Download NLTK stopwords:

import nltk
nltk.download('stopwords')

How It Works

1. Web Scraping

The script fetches news articles from predefined URLs using requests.
BeautifulSoup is used to parse and extract the title, content, publication date, and keywords.
Random user-agents are used to avoid getting blocked.

2. Summarization

Uses facebook/bart-large-cnn to summarize the article.
Ensures the summary has 40-200 words.

3. Sentiment Analysis

Uses mrm8488/distilroberta-finetuned-financial-news-sentiment-analysis.
Analyzes the sentiment of the summarized text.
Outputs positive, negative, or neutral sentiment with a confidence score.

4. Hindi Translation

Uses facebook/nllb-200-distilled-600M to translate the summary into Hindi.

5. Keyword Extraction

Extracts metadata keywords from HTML.
Falls back to text-based keyword extraction using nltk and Counter.

6. Comparative Sentiment Analysis

Calculates the distribution of sentiment across multiple articles.
Outputs percentage of positive, negative, and neutral articles.

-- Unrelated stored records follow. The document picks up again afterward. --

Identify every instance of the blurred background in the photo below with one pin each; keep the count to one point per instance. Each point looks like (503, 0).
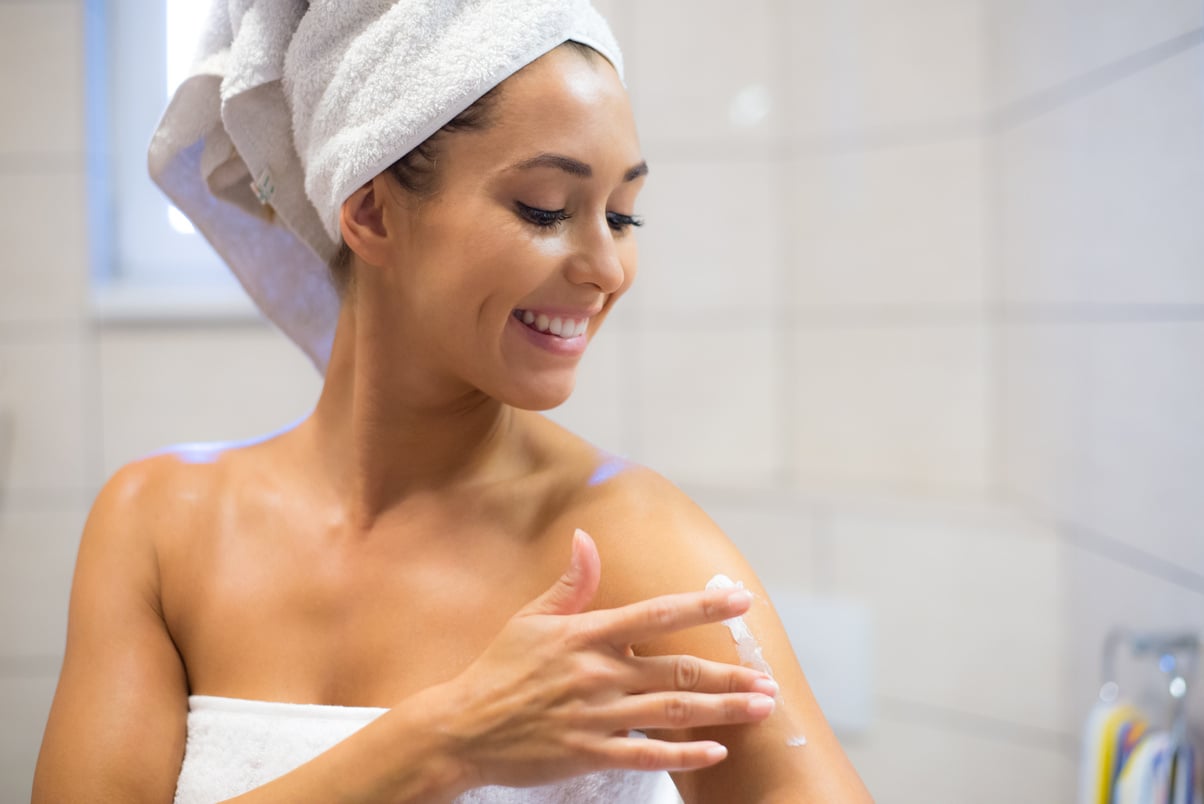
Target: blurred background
(920, 321)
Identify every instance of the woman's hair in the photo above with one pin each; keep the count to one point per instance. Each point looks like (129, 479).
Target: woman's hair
(417, 170)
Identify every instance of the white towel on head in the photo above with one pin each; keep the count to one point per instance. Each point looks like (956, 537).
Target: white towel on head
(293, 105)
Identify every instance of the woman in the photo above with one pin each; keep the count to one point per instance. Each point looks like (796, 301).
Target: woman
(401, 553)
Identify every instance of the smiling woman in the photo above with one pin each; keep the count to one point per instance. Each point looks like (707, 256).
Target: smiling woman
(373, 606)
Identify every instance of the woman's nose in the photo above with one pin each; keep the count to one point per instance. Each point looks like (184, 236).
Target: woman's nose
(597, 261)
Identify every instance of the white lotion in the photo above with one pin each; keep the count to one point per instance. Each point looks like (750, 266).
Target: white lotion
(747, 645)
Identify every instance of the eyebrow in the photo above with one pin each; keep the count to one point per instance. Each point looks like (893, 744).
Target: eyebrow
(576, 166)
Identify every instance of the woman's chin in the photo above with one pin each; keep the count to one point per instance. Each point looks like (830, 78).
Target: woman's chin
(543, 396)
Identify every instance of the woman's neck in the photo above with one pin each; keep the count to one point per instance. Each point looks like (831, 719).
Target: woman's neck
(385, 430)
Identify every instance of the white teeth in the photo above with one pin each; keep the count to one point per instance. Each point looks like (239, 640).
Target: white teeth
(564, 327)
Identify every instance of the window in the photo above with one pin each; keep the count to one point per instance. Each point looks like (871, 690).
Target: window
(147, 260)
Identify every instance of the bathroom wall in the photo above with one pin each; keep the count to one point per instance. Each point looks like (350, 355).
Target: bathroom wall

7. User Interface (Gradio)

Allows users to select a company (currently only Tesla).
Displays the summarized news, sentiment, Hindi translation, and keyword analysis.
Presents a comparative sentiment distribution.

Code Walkthrough

1. Importing Libraries

import gradio as gr
from transformers import pipeline
import requests
from bs4 import BeautifulSoup
import re
import random
import time
from nltk.corpus import stopwords
import nltk
from collections import Counter

2. Model Loading

summarizer = pipeline("summarization", model="facebook/bart-large-cnn")
sentiment_analyzer = pipeline("sentiment-analysis", model="mrm8488/distilroberta-finetuned-financial-news-sentiment-analysis")
translator = pipeline("translation_en_to_hi", model="facebook/nllb-200-distilled-600M")

3. Web Scraping with User-Agent Rotation

user_agents = [
    "Mozilla/5.0 (Windows NT 10.0; Win64; x64) AppleWebKit/537.36 (KHTML, like Gecko) Chrome/120.0.0.0 Safari/537.36",
    "Mozilla/5.0 (Macintosh; Intel Mac OS X 10_15_7) AppleWebKit/537.36 (KHTML, like Gecko) Chrome/120.0.0.0 Safari/537.36",
    "Mozilla/5.0 (X11; Linux x86_64) AppleWebKit/537.36 (KHTML, like Gecko) Chrome/120.0.0.0 Safari/537.36",
]

headers = {"User-Agent": random.choice(user_agents)}
response = requests.get(url, headers=headers)
soup = BeautifulSoup(response.text, 'html.parser')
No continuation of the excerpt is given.